Ben remains a mystery—or, to be more precise, Ben remains a riddle. The English subtitles for the film’s release stateside mistranslates the Korean word for riddle (수수께끼) as mystery, as when Ben asks Jong-su what type of novel he’s interested in writing and Jong-su responds that the world appears to him to be a riddle. It’s worthwhile to consider the meaningful distinction between riddle and mystery. A riddle is like a puzzle; it is intentional, constructed, singular, while a mystery might speak to a more generic state of unknowing that comes from chance or ignorance. A riddle is also a paradox: by its design, a riddle must resist revealing the secret that makes it a riddle—and yet any riddle’s ultimate purpose is to reveal the very secret that would no longer make it a riddle and, in the very same moment, allow the riddle to be seen and appreciated in its full form. It is this very paradox that Lee explores in the Burning’s final scene.

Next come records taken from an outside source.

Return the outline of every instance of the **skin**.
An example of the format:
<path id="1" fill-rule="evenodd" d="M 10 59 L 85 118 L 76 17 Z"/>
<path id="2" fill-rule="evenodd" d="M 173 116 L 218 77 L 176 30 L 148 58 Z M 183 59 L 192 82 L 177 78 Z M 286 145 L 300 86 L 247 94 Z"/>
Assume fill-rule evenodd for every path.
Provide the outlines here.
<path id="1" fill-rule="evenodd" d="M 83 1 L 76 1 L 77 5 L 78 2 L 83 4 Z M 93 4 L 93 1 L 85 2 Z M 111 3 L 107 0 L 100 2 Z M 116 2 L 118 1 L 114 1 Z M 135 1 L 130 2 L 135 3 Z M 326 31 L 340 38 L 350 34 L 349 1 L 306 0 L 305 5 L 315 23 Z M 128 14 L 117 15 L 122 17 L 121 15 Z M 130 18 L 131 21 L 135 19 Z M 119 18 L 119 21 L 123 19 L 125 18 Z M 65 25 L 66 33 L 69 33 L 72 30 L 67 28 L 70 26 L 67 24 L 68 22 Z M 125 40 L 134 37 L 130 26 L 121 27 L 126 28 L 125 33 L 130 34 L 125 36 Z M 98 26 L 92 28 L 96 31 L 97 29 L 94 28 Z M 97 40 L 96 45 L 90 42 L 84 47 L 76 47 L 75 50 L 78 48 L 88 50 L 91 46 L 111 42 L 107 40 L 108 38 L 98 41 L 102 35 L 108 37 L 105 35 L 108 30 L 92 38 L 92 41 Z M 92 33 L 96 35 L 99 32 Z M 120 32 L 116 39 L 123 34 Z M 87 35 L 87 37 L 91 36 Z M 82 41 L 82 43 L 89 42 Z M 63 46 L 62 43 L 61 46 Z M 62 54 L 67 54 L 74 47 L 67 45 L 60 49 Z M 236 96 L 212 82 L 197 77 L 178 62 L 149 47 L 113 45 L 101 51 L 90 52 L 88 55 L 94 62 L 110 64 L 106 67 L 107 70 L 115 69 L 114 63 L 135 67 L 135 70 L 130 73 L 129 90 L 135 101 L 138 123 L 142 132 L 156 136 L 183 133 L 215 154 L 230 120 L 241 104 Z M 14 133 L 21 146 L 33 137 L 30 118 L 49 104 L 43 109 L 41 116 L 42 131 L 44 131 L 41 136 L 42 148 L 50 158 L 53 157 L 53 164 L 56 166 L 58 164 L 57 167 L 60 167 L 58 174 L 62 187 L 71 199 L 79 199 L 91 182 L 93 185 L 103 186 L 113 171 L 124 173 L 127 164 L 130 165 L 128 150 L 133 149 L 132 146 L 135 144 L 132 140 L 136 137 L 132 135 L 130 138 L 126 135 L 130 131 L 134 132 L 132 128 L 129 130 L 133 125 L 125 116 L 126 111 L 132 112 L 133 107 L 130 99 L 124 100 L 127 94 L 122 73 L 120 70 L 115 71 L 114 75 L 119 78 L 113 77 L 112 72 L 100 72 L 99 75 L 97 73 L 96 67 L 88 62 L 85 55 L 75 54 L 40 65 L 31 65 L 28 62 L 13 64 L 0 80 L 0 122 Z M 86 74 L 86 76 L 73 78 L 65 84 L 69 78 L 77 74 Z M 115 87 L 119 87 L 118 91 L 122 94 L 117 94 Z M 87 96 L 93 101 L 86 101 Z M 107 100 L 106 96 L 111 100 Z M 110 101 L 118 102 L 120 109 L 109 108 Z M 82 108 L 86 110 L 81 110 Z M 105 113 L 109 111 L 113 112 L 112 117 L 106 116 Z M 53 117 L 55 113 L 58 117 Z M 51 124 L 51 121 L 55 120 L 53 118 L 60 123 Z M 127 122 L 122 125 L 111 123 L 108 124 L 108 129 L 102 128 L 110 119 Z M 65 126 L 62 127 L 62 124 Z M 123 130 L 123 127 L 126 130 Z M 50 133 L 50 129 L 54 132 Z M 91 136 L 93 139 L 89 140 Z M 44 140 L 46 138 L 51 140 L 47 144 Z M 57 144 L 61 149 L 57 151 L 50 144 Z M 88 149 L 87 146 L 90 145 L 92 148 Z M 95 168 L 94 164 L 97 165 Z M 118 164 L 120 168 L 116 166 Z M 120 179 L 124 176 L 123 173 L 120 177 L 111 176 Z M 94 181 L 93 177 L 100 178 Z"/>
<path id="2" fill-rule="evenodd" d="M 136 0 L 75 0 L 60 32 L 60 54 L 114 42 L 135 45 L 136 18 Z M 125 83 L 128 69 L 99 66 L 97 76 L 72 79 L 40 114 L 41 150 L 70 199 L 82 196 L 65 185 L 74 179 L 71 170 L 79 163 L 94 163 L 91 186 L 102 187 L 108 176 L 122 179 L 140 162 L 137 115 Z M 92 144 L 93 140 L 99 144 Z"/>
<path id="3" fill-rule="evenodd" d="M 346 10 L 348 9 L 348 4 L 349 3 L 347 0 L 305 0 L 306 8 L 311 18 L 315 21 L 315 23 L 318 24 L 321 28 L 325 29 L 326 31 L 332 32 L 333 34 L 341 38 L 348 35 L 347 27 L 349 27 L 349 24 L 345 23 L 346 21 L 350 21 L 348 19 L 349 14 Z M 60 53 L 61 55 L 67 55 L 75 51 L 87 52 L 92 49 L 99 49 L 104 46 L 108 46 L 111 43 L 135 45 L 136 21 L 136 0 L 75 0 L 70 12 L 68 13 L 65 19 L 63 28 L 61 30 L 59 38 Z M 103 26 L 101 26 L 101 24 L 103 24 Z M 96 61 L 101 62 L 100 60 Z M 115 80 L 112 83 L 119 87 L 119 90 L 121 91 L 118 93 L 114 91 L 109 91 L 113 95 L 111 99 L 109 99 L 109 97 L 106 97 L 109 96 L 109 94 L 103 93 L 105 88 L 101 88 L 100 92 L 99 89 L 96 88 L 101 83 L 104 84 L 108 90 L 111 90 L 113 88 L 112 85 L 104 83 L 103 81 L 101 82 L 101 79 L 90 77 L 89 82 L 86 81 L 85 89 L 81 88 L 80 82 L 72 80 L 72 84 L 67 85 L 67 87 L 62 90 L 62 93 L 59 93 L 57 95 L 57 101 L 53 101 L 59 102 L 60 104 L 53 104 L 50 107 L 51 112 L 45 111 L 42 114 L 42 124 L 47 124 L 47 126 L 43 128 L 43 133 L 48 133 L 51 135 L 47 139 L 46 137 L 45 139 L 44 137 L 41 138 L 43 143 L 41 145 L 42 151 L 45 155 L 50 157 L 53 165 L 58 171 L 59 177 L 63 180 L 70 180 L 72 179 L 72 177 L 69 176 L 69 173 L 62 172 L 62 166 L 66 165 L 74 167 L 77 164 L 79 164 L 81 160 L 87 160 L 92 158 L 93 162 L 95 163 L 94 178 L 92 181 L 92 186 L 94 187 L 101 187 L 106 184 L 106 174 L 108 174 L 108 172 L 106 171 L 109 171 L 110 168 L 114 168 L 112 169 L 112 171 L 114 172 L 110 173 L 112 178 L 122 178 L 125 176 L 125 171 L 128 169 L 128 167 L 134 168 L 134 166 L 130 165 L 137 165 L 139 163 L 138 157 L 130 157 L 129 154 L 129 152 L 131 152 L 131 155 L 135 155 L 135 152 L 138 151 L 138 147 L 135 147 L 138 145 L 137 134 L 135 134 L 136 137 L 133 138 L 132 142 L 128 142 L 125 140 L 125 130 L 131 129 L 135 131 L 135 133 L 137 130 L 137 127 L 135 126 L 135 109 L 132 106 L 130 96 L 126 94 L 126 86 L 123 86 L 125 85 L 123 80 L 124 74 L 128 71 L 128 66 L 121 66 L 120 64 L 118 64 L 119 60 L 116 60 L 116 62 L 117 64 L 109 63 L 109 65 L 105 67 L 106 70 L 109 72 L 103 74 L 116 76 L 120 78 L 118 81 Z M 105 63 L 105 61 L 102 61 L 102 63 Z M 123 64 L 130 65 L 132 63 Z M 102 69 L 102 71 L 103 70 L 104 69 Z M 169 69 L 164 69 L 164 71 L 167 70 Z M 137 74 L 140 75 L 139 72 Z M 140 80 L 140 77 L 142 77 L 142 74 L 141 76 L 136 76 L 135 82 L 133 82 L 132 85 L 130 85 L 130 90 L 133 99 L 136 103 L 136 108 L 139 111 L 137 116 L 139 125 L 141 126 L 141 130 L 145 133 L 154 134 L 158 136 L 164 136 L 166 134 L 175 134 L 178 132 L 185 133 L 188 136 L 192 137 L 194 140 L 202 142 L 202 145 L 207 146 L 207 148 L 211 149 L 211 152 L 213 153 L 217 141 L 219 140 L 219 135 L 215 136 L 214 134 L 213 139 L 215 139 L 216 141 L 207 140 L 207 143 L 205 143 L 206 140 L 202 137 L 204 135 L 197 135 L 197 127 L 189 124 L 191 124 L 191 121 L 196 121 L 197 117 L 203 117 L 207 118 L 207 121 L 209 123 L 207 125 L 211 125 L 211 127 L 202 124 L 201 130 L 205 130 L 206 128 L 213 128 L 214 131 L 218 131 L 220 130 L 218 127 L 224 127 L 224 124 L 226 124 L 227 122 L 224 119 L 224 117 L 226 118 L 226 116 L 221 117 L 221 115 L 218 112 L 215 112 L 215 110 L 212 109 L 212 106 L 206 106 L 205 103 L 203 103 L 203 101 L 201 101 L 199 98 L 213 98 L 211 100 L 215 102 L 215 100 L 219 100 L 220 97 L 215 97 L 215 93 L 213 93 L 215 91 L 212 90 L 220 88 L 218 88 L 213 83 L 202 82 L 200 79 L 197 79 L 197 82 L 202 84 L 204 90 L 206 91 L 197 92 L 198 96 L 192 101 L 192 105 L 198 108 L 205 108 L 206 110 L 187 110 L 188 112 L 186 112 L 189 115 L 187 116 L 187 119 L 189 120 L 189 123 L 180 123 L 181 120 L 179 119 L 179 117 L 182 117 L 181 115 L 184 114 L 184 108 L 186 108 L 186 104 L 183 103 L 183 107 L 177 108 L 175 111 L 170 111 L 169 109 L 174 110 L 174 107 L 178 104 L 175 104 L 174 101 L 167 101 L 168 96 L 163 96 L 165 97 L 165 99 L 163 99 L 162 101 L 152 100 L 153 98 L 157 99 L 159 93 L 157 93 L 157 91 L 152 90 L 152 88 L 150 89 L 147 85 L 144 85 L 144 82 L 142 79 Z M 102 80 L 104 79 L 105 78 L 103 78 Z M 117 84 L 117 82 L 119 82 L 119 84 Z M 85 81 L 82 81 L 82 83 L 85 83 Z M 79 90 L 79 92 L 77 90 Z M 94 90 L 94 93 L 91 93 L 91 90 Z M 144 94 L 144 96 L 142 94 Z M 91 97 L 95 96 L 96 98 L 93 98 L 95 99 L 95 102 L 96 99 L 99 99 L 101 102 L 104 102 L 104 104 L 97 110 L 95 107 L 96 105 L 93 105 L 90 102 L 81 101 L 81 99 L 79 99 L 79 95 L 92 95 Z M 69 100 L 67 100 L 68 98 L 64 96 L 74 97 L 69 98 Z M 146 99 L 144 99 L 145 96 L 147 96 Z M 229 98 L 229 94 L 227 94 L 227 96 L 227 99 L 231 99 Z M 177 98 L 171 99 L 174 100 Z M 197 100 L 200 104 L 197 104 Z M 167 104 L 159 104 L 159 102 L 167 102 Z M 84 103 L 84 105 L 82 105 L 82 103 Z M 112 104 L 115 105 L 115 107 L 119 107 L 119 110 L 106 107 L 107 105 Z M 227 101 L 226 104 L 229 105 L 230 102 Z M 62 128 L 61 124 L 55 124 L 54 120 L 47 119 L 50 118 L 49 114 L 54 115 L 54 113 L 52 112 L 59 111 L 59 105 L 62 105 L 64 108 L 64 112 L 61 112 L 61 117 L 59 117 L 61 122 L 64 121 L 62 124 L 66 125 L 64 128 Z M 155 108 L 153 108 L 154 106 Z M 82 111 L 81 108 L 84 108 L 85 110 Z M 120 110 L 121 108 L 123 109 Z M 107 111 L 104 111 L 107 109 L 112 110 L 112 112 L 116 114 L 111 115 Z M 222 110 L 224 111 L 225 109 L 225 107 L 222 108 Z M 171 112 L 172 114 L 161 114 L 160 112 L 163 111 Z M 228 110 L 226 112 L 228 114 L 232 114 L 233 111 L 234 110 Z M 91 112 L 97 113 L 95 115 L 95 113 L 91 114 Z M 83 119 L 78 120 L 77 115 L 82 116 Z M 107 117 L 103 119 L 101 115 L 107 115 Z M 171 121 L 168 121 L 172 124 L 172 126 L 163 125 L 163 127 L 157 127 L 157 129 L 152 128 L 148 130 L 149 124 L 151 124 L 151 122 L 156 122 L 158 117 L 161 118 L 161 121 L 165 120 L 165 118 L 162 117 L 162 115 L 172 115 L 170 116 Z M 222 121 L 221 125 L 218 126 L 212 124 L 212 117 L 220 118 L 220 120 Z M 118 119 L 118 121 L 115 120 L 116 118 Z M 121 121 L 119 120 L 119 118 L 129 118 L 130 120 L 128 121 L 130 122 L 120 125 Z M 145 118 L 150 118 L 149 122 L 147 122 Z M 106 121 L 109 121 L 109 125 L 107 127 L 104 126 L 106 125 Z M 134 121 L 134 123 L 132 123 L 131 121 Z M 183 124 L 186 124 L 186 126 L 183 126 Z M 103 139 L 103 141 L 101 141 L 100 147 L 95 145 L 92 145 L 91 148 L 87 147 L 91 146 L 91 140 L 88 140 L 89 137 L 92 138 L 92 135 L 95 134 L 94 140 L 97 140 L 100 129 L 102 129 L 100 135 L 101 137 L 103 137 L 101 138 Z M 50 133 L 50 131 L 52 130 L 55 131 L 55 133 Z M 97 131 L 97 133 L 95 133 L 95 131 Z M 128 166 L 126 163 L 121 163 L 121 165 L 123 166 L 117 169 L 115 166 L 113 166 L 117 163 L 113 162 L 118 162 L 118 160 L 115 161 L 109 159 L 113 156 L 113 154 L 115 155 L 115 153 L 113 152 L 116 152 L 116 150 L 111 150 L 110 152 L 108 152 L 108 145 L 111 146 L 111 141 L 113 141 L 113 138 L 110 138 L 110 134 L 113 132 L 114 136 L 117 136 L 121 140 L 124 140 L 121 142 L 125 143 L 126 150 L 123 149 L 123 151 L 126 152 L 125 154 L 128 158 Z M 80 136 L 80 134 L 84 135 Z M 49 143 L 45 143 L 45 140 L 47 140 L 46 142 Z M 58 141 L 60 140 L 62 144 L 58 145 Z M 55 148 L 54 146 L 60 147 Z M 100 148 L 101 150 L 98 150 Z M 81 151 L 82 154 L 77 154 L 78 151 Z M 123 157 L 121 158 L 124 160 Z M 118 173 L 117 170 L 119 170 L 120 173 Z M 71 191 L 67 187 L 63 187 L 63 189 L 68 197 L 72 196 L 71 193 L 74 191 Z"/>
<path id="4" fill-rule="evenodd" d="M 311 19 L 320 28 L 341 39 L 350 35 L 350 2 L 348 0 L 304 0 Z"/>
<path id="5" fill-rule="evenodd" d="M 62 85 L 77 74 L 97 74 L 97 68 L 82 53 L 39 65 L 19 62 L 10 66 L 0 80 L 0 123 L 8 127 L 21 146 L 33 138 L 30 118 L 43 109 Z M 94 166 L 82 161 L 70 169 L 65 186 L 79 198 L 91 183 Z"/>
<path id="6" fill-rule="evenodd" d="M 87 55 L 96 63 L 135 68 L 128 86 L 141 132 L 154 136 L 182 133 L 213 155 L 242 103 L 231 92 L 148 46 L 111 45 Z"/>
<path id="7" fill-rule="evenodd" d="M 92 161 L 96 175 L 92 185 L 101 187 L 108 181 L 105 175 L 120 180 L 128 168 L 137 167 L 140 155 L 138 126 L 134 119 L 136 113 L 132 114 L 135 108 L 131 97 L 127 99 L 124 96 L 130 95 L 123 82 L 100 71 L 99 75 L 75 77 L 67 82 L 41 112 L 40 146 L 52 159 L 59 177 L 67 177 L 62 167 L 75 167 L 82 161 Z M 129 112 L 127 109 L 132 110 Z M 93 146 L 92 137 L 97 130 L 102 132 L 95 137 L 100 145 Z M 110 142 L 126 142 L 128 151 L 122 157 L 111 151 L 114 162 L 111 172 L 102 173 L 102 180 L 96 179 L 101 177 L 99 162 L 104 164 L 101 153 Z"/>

It is unusual for an actor to play a prominent role across a string of three consecutive and critically acclaimed films dealing squarely with issues of capitalism, race, and class, and it is unprecedented for an American actor of Korean descent to do so. Yeun’s role as Squeeze, a labor organizer, in Boots Riley’s Sorry to Bother You is remarkable in light of Asian-American history: Squeeze explicitly challenges the way in which Asian-Americans have been, and continue to be, racially triangulated between Black and White interests so as to serve White interests and perpetuate their own status as perpetual foreigners.
Yeun's subtle performance in Burning rounds out what have been three unorthodox roles in three unorthodox films that consider race and class in a global context; these films blur the line between what counts as American cinema and what counts as world cinema, both in their subject matter and their perceived audience. Yeun gives us good reason to be optimistic about the many different roles Asian-Americans can play in this more flexible landscape. As films like Burning reach a broader and more diverse audience, so too may the roles available to Asian-American actors expand.